O aborto não defende ninguém, só destrói - Rádio Renascença, 29/05/19

Henrique Raposo publicou na Rádio Renascença um artigo sobre a lei do Alabama. No artigo o autor faz a comparação entre o aborto nos casos de violação e incesto com o homicídio em legítima defesa. Diz o colunista que tanto num caso como no outro permite-se um mal para impedir um mal maior.

Compreendemos e acompanhamos o autor quando defende que a violação e o incesto são dois crimes onde ninguém que não tenha passado por eles pode começar sequer imaginar o horror e o drama da vítima.

Já não conseguimos acompanhar o pensamento do autor quando ele afirma que a injustiça cometida contra a mulher justifica que se cometa uma outra injustiça contra uma vida gerada por esses crimes.

O Código Penal define assim a legítima defesa no seu artigo 32º “Constitui legítima defesa o facto praticado como meio necessário para repelir a agressão actual e ilícita de interesses juridicamente protegidos do agente ou de terceiro.” Ora a gravidez não é uma agressão. A agressão é a violação. Abortar não repele qualquer agressão nem impede qualquer acto ilícito.

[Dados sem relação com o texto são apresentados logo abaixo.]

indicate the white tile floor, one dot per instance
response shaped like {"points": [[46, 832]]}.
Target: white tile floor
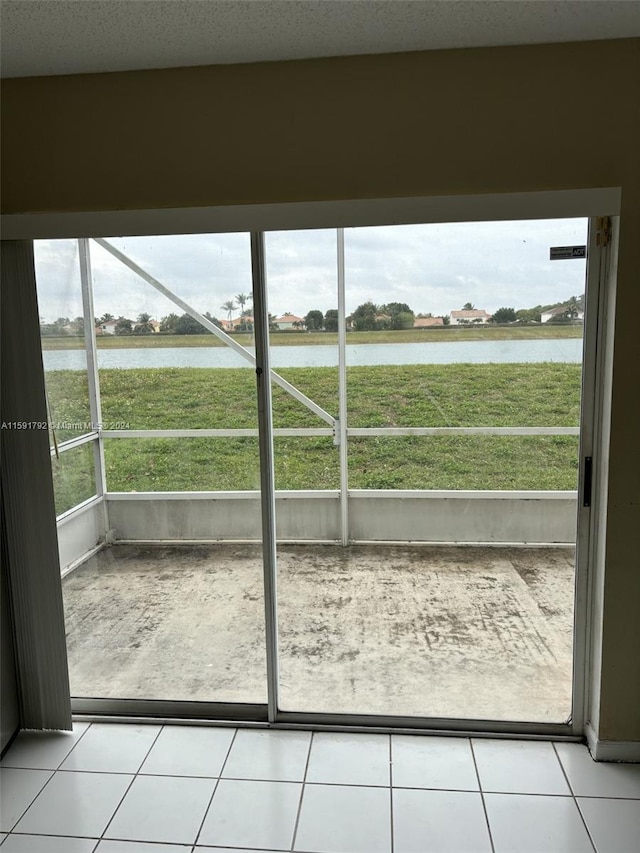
{"points": [[110, 788]]}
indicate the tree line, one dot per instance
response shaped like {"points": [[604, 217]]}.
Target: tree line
{"points": [[367, 317]]}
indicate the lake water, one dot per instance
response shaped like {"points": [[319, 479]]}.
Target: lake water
{"points": [[450, 352]]}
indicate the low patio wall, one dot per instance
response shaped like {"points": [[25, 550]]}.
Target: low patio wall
{"points": [[384, 516]]}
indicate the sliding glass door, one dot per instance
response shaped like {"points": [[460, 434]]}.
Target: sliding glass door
{"points": [[326, 475]]}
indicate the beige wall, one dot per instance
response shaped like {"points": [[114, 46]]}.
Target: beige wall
{"points": [[445, 122]]}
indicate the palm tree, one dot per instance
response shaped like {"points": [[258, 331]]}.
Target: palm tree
{"points": [[242, 299], [229, 306]]}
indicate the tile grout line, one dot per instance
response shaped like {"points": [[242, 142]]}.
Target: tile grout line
{"points": [[42, 770], [129, 786], [574, 798], [484, 805], [302, 790], [215, 788]]}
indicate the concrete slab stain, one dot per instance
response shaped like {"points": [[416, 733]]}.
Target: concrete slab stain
{"points": [[424, 630]]}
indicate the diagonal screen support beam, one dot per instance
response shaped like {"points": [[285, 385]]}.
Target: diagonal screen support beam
{"points": [[211, 327]]}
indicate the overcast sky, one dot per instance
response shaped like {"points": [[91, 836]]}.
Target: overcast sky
{"points": [[433, 268]]}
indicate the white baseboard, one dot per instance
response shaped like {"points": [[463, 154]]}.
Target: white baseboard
{"points": [[611, 750]]}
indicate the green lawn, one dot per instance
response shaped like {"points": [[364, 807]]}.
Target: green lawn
{"points": [[295, 338], [543, 394]]}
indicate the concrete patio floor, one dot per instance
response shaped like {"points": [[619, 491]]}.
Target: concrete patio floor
{"points": [[440, 631]]}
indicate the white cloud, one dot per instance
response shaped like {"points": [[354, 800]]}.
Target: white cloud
{"points": [[434, 268]]}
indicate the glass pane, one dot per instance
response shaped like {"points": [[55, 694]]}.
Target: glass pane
{"points": [[449, 326], [73, 477], [62, 334], [182, 621], [521, 463], [182, 464]]}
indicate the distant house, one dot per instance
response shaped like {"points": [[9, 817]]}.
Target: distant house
{"points": [[108, 328], [236, 323], [287, 321], [426, 322], [475, 316], [545, 316]]}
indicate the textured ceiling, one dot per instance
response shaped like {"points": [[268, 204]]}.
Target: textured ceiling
{"points": [[80, 36]]}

Tentar justificar o aborto com a legítima defesa é afirmar (embora não duvide que o autor o faça sem intenção) que a criança que está dentro do ventre materno está a agredir a mãe. Posto assim, pensamos que a evocação da legítima defesa por Henrique Raposo para defender o aborto nos casos de violação e incesto parte do seu desconhecimento do que é realmente a legítima defesa e os seus pressupostos para afastar a ilicitude de uma conduta.

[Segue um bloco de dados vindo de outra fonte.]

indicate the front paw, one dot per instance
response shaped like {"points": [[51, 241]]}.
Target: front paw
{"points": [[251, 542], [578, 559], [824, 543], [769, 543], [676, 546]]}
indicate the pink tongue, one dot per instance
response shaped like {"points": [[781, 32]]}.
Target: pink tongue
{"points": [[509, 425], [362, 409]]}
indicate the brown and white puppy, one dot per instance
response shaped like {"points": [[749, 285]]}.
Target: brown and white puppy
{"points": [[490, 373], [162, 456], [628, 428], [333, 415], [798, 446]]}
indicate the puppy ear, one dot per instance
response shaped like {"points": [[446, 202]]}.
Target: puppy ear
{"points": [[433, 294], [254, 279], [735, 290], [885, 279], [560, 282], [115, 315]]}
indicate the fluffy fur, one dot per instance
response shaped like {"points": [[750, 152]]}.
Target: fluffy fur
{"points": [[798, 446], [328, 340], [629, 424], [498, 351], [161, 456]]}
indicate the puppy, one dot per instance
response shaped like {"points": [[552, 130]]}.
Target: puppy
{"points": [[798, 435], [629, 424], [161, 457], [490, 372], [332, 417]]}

Contudo não queremos ficar pela simples refutação baseada no desconhecimento jurídico de Henrique Raposo (que aliás, volta a demonstrá-lo quando diz que estas eram a únicas excepções da lei do aborto de 1984 o que não é verdade).

A questão central é perceber se a lei pode obrigar uma mulher que ficou grávida por violação (do seu corpo e da sua vontade) a levar a gestação até ao fim.

E a resposta depende da forma como olhamos para a vida por nascer. O erro de Henrique Raposo é que olha para aquela vida como um mal, como um ataque à mulher. Para o colunista uma vida gerada por uma injustiça é cúmplice dos pecados do seu pai e por isso é licito destruí-la.

Ora um filho não é responsável pelos pecados do pai. Uma criança não necessita de menos amor ou protecção por ser filha de um criminoso. Não perde protecção porque o seu pai praticou actos inomináveis e abomináveis. Como recentemente afirmou o Papa Francisco “É justo contratar um assassino profissional para resolver um problema? Não é justo. Não podemos eliminar um ser humano, mesmo que pequeno, para resolver um problema.”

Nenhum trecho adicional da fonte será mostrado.